03.11.15‘Levels of Evidence’ and other thoughts on teaching students to stretch themselves
I watched an interesting lesson today, a pretty good one, in which the teacher asked her students to describe the setting of Amy Tan’s short essay “Fish Cheeks.” When one student did so—describing it as a “weird and different Christmas,” the teacher asked him for evidence to support his claim. When he provided it, she asked the class students to find additional evidence to support that claim. Eight or ten hands went up and the teacher did a nice job of saying, “Go back to the first paragraph on your own and underline at least one piece of additional evidence that this is a weird and different Christmas and be ready to share.”
After a minute or two, she stopped them and asked, “What other evidence could we use?” Pretty much every hand in the classroom went up. It was a nice demonstration of using Wait Time to build Participation Ratio, ensuring that everyone does the cognitive work, both in her method of executing it (lots of wait time, sending the kids back to the text to re-read to teach them how to be successful at answering questions, asking them to do something observable as they worked) and in her placement—the moment was at the beginning of the lesson so, she successfully had every kid in class seeking to participate and discuss the story at the outset. That’s a great starting point for a lesson, especially if she goes forth to up the rigor. She’ll be more likely to have more kids with her as the questions get harder.
In watching, we had a couple of a-ha moments. That’s the benefit of watching game tape, you get to watch and analyze and think about the small changes that a teacher could make to “win back the margins.” We use the benefit of 20/20 hindsight to consider guidance that we might give to teachers going forward.
As we watched again we observed the kids who’d had their hands up from the outset. Some of them went back to the text to find more evidence but several remained sitting with their hands up, not looking for more. They knew the answer and wanted to be called on. But that was keeping them from continuing to work.
We were also struck by the quality of the description students were seeking to support with evidence: “a weird and different Christmas.” We saw a clear opportunity for students to upgrade the description of the setting. Given the smart choice to focus on searching for more evidence, it seemed like a good idea to make sure that the initial claim had been refined a bit first to make it more rigorous and college-ready.
But then it struck us: first that this was a classic differentiation problem: roughly a third of the kids found the question easy, rightly a third struggled with it and for roughly a third it was about right. How do you deal with that efficiently and in the moment?
One potential solution, it struck us, could come in two parts.

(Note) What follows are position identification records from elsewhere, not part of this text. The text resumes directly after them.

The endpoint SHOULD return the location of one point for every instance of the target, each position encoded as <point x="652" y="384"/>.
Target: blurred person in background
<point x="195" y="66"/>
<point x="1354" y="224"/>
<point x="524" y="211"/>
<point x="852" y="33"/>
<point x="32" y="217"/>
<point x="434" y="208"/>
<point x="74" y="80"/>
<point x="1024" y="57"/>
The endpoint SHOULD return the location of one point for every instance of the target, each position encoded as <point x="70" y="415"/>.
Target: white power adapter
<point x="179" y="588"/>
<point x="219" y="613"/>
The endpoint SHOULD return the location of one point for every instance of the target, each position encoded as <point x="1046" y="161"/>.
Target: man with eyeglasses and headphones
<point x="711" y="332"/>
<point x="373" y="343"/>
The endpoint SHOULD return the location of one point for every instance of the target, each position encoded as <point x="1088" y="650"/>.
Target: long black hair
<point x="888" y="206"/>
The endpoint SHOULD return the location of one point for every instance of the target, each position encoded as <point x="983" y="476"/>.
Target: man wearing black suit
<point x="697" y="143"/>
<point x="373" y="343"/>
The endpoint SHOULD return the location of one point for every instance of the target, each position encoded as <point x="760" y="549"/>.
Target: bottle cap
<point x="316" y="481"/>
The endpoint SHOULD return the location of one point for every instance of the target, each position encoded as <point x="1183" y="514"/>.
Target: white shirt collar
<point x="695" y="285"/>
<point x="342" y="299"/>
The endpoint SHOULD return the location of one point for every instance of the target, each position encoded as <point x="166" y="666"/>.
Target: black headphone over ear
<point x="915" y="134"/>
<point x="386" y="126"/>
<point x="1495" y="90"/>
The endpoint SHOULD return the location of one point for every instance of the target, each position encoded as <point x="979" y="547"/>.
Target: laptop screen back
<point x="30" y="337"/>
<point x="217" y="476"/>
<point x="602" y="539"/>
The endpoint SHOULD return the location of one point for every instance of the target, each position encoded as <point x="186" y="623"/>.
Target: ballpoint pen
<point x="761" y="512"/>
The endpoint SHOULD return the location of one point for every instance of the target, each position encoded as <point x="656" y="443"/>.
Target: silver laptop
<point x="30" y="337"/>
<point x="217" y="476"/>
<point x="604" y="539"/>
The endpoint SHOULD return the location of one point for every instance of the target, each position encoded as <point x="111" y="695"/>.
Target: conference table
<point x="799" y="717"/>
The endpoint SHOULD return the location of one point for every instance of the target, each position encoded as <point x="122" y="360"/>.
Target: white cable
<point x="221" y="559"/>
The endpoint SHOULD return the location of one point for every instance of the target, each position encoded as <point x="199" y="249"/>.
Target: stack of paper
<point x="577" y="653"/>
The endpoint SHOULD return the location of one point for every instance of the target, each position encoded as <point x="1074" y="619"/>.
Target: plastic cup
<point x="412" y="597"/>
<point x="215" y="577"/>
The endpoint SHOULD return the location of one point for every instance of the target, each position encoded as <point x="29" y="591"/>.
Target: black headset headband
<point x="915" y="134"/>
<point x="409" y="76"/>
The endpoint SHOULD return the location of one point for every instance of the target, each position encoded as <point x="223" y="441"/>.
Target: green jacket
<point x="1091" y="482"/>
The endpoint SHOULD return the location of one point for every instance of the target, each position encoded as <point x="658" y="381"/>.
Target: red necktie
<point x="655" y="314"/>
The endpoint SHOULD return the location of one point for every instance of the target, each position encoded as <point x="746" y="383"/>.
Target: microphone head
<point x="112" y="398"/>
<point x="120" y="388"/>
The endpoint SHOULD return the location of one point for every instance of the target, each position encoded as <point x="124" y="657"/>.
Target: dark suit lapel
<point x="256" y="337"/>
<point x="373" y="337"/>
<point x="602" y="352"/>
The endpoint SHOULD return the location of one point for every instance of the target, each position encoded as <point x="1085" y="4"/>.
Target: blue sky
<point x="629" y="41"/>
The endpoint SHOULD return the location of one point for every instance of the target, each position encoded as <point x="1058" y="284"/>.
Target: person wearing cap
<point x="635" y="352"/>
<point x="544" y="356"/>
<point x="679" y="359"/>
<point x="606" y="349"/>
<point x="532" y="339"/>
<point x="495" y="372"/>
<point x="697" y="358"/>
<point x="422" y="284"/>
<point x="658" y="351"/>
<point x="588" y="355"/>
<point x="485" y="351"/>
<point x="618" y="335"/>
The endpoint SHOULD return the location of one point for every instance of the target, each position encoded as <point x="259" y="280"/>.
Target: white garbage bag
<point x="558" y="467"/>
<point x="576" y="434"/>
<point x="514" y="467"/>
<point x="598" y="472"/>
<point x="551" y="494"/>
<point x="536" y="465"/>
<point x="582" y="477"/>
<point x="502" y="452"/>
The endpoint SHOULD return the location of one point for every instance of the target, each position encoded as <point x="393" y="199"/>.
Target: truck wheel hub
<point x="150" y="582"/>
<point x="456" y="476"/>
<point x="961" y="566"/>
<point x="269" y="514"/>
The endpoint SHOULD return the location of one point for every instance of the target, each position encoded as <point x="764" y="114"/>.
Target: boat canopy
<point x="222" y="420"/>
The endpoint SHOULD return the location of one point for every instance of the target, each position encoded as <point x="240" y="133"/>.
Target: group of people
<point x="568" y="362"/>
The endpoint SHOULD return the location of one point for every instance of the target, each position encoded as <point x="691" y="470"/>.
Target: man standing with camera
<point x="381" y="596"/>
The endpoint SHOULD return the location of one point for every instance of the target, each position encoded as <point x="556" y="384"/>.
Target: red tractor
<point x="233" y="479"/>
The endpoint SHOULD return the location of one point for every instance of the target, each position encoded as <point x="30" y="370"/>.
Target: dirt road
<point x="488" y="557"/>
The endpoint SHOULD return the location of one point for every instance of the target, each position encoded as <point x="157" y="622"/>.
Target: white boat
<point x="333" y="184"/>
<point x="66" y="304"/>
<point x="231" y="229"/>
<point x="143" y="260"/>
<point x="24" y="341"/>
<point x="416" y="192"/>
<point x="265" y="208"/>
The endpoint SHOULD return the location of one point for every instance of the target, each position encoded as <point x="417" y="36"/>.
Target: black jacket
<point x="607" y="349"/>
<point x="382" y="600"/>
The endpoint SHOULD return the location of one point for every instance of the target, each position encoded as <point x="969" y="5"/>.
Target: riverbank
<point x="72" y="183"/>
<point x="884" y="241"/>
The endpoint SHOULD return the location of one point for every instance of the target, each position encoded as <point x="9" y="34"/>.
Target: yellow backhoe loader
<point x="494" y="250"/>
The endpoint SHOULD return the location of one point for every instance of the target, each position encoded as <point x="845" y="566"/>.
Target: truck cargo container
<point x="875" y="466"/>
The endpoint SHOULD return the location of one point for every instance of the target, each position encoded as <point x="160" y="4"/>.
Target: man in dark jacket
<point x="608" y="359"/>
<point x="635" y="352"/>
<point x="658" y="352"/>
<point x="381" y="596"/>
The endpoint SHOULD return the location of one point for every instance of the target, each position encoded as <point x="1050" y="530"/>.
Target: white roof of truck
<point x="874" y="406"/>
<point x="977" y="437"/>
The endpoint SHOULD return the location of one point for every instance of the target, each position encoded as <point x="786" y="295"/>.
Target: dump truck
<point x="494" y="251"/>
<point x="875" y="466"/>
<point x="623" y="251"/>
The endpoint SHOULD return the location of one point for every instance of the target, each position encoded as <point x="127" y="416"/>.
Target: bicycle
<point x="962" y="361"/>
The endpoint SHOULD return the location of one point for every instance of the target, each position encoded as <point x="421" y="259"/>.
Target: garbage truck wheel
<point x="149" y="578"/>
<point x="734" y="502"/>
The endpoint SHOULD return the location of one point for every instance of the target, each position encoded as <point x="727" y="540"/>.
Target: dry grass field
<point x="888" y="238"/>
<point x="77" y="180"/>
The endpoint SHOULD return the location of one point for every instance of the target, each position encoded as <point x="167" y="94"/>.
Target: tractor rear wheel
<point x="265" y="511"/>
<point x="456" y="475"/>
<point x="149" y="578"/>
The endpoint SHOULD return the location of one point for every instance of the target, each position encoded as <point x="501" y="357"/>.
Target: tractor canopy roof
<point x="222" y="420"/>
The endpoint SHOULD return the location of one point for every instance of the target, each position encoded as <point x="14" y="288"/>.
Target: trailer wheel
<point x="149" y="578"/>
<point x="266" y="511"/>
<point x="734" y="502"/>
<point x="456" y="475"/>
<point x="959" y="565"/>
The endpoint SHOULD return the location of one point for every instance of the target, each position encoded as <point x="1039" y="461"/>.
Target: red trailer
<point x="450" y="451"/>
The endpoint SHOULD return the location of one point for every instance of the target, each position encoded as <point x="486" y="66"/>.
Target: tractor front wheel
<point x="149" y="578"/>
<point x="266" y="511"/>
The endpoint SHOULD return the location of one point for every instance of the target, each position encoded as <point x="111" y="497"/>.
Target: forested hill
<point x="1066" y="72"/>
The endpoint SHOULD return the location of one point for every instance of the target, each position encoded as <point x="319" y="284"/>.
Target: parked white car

Part one: Change: “Go back to the first paragraph on your own and underline at least one piece of additional evidence that this is a weird and different Christmas and be ready to share,” to “Go back to the first paragraph on your own and underline at least one piece of evidence that can help us refine our notion that it is a weird and different Christmas and help us be more specific and precise. Be ready to share,” or to “Go back to the first paragraph on your own and underline at least one piece of evidence that this is a weird and different Christmas; if you already have one, try to find a piece of evidence that can help us refine this notion and make it more precise.”
This has the benefit of giving every kid a challenging task. First you ask for the evidence for “weird and different” and then you ask: “OK who can help us refine and improve?”
Of course the downside is that unless kids do it all the time, they may not know how to do it well. And it takes long to explain this. And you have to remember to explain it and to take answers to both questions at the end. But, we realized, this was a perfect thing to routinize in the classroom: you make a habit out of “whenever I ask for evidence, if you feel like you have some already, take the challenge of pushing on to find ‘refining evidence,’ evidence that helps us understand and express it a little more precisely.” Or maybe you have kids hold up their books to show you their underlined evidence (Affirmative Checking, Teach Like a Champion 2.0 technique #6 ) and if you give them a thumbs up, they get to go on to find “refining evidence.”
Maybe you even have a poster on the wall that you use to remind students, in a very Carol Dweck kind of way, to push themselves to take on a harder challenge whenever they can. Something like this:
Levels of Evidence
Evidence is key to building arguments., When we seek it out we always push ourselves to move to a higher level as soon as we feel ready.
Level 1 |
Level 2 |
Level 3 |
Evidence to support an idea. |
Finding more and subtler evidence to support an idea. |
Evidence that refines the original idea and helps us understand it |
Scout’s line in the first paragraph shows that she doesn’t agree and |
It says that her eyes rolled upward momentarily, which shows that |
I think Scout’s lines in the next paragraph show that she might be |
You’d probably practice it intentionally for a few weeks—“Can anyone push us to level 2?”
You’d want to reinforce it regularly—“That’s really level 3 evidence, Charles”
And over time, your students would ideally come to own the idea of not only using evidence better, but using it to improve, not just support, ideas. And you would give them a road map to self-manage differentiation. In Teach Like a Champion 2.0, I write about Stretch-It-as-culture- the idea (learned from teachers) that the goal is to teach students to ask themselves Stretch It questions. As Dan Cotton pointed out, this would be a great way to build toward that goal.
Thank you for this post. It’s exactly what I needed to read and I’m off to use it today. So glad that other people have time to be reflective on our behalf.